Inflation data from the UK, US and Sweden dominates a busy run of statistics, which also sees an expected no change 0.3% q/q for the first revision to Eurozone Q2 GDP, accompanied by provisional Q2 GDP for Poland, Romania and a number of other CEE countries, with Brazilian Retail Sales also on tap. There is the RBNZ’s not totally unexpected 25 bps rate cut to digest, accompanied by a dovish outlook, while tomorrow’s Assumption Day holiday brings forward the regular monthly auction of French medium-dated and I-L OATs, along with a typically modestly sized offering of long-dated German Bunds, which follow a jumbo auction in China totalling CNY 433 Bln, more than likely trying to create some supply indigestion as part of local authorities efforts to stifle the domestic bond rally. Europe dominates the corporate earnings run, with Aviva, Carlsberg, Eon, Thyssenkrupp, TUI, UBS, Vestas Wind and Wienerberger likely to be among the highlights.

 

** U.K. – July CPI, PPI  **

– A slightly lower than expected -0.2% m/m drop helped to temper adverse base effects pushing up the y/y rate to 2.2%, with seasonal household goods (-0.08 ppt) and clothing and footwear (-0.11 ppt) discounting, and more significantly Restaurants & Hotels (-0.05 ppt) the primary drivers. The latter in turn saw Core CPI fall to 3.3% vs. expected 3.4%, and above all Services slide to 5.2% y/y vs. expected 5.5%, which should if sustained help to assuage some of the MPC hawks concerns, even if basic pay pressures remain elevated, though also clearly falling. PPI continues to signal little or no pipeline goods price pressures, with Output flat m/m and up 0.8% y/y, while Input dipped -0.1% m/m, with base effects pushing up the y/y rate to 0.4%. 

 

** U.S.A. – July CPI **

– Yesterday’s PPI was not as benign as many appear to have concluded, given that the big downward pull came from the often volatile Trade Services (-1.3% m/m), and the ex-Food, Energy & Trade measure rose 0.3% m/m, pushing y/y up to 3.3% from 3.1%. While certainly not a showstopper for Fed rate cuts, it is a reminder that with goods inflation picking up modestly (1.6% y/y) and Services ex-Trade PPI quite stubborn at 3.9% y/y (though distorted higher by Portfolio Management Services, up another 2.3% m/m), further falls in inflation will continue to be hard won.
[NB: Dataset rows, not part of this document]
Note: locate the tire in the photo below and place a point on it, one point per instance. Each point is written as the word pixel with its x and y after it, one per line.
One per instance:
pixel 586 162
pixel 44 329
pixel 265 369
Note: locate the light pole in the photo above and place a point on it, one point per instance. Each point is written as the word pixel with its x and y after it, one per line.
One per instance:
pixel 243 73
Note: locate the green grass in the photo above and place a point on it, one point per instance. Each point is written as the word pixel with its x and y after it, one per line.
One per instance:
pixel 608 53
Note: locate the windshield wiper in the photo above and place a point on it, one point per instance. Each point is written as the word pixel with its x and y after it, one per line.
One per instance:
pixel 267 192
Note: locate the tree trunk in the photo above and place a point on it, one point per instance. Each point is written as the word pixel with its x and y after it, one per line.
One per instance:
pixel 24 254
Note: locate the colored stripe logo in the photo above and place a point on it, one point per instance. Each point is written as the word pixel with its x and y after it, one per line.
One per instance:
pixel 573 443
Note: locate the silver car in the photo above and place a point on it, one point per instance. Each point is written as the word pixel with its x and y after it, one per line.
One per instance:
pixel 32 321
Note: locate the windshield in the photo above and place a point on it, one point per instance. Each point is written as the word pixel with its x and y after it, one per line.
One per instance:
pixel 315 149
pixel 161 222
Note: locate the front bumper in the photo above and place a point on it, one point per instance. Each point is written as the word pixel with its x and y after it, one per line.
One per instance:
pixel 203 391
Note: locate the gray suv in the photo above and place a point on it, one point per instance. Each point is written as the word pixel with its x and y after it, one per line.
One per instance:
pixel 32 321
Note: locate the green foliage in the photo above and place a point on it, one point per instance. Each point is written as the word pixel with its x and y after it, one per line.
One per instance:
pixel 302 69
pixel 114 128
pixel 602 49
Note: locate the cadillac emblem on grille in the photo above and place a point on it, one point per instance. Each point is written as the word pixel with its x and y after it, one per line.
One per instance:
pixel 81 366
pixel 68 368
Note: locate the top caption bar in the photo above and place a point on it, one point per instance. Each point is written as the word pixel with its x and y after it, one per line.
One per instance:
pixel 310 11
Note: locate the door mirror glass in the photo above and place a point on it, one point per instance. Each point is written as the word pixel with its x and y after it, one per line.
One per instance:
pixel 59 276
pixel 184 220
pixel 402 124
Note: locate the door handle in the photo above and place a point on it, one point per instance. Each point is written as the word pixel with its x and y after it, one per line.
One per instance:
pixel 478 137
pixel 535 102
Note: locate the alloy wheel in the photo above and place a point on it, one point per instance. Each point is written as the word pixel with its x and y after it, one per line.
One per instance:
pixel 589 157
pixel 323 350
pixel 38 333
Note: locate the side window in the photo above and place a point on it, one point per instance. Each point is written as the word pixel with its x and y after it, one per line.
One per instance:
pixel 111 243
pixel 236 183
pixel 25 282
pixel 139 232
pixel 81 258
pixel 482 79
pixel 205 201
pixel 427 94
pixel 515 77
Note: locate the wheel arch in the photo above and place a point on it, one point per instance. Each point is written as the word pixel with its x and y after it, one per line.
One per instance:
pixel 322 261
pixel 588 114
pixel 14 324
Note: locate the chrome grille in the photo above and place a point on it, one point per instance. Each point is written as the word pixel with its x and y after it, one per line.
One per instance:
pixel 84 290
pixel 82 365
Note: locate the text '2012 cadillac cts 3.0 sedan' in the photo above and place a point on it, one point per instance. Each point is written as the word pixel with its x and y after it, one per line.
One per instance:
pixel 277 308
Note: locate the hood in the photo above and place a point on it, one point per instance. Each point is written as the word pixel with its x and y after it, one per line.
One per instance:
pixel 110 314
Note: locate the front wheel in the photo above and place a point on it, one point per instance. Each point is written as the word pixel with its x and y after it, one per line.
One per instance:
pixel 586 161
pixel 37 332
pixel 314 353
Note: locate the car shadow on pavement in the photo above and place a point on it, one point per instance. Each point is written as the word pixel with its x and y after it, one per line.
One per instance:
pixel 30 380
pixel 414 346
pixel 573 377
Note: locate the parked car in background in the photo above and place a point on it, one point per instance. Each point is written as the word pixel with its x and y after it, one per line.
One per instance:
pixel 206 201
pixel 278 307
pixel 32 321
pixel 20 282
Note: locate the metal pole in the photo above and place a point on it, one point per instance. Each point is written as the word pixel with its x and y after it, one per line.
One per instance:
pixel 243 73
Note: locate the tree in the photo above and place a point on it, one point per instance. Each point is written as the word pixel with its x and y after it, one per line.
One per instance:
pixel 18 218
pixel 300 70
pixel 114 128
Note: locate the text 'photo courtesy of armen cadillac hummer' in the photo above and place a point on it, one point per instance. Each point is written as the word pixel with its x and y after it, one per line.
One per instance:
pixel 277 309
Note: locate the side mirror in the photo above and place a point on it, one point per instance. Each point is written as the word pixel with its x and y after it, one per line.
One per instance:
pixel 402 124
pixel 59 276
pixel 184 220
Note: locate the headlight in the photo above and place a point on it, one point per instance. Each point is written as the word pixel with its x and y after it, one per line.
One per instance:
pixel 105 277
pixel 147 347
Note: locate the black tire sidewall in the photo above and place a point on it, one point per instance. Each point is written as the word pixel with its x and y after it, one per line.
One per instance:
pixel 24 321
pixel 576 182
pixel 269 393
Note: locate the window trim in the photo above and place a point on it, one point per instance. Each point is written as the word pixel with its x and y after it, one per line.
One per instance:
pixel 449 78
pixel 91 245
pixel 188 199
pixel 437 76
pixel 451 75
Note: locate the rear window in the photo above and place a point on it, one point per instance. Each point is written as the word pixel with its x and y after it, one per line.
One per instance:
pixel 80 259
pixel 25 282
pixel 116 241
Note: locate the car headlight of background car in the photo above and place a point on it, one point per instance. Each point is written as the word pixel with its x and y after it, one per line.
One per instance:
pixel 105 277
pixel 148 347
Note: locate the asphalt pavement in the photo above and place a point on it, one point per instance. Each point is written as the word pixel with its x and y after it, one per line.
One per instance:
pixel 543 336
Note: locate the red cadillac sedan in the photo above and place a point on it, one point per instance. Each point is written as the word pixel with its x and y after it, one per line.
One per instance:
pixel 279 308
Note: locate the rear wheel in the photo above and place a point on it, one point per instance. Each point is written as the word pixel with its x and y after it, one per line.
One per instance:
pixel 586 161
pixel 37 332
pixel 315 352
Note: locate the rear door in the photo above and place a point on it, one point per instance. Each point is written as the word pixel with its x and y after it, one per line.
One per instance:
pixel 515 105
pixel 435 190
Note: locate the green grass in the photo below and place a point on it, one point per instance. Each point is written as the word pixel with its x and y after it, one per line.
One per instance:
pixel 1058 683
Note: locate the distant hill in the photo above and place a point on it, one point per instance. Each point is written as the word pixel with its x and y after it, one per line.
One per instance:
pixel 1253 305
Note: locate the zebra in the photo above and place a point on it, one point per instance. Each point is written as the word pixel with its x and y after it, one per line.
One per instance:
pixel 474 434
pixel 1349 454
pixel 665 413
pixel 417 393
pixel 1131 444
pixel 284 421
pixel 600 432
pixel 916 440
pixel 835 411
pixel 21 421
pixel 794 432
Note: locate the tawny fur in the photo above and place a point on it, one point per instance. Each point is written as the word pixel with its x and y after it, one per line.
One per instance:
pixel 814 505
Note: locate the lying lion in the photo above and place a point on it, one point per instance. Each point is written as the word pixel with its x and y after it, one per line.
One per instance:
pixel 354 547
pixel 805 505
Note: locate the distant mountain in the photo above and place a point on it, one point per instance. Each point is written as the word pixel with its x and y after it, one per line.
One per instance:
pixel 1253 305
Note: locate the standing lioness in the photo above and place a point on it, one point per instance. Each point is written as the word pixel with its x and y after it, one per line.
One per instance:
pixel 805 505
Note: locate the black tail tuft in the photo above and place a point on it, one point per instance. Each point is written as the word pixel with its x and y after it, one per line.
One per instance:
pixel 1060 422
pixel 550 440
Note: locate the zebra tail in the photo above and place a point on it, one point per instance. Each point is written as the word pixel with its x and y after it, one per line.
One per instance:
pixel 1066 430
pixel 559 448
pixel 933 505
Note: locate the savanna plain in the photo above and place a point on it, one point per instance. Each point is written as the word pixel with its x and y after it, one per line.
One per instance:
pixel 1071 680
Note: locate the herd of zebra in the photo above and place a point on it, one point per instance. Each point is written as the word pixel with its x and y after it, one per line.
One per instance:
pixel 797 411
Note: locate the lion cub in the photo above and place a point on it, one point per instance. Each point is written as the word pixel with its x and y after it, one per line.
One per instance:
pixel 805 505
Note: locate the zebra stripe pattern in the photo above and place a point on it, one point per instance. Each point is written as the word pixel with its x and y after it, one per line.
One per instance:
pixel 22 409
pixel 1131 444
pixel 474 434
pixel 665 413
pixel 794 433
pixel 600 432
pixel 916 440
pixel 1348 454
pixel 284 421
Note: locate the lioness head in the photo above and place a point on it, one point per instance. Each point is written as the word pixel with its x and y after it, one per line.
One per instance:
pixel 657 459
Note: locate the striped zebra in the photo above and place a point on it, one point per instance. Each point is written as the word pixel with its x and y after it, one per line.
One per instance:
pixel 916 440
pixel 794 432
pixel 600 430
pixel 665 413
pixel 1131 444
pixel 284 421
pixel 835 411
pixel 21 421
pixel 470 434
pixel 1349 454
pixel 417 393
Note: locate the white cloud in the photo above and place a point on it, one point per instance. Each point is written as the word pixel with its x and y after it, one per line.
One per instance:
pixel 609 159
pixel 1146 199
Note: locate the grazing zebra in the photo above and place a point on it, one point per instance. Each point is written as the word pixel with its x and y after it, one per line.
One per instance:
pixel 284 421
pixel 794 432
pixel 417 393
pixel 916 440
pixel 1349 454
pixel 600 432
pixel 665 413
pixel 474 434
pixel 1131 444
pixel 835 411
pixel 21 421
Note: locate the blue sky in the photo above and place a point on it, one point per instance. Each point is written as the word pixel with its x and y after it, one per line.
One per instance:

CPI is forecast to rise a very average 0.2% m/m on headline and core, leaving headline y/y unchanged at 3.0% and core edging down to 3.2%. Energy prices via way of utilities price increases rather than gasoline, which may provide a countering drag, will be the primary upside pressure on headline, while continued downward pressure from autos, airfares, hotels and retailer discounting should help to offset continued, though moderating pressure from housing rents, with Medical Care perhaps the wild card (last a moderate 0.2% m/m after prior 3 months saw gains of 0.4% or 0.5%). In passing, and amid continued talk of a US recession, it is worth noting the big jump in yesterday’s NFIB Economic Outlook sub-index to -7 from -25, and -37 in February and May’s 2023 low of -50, which does not fit with the recession narrative.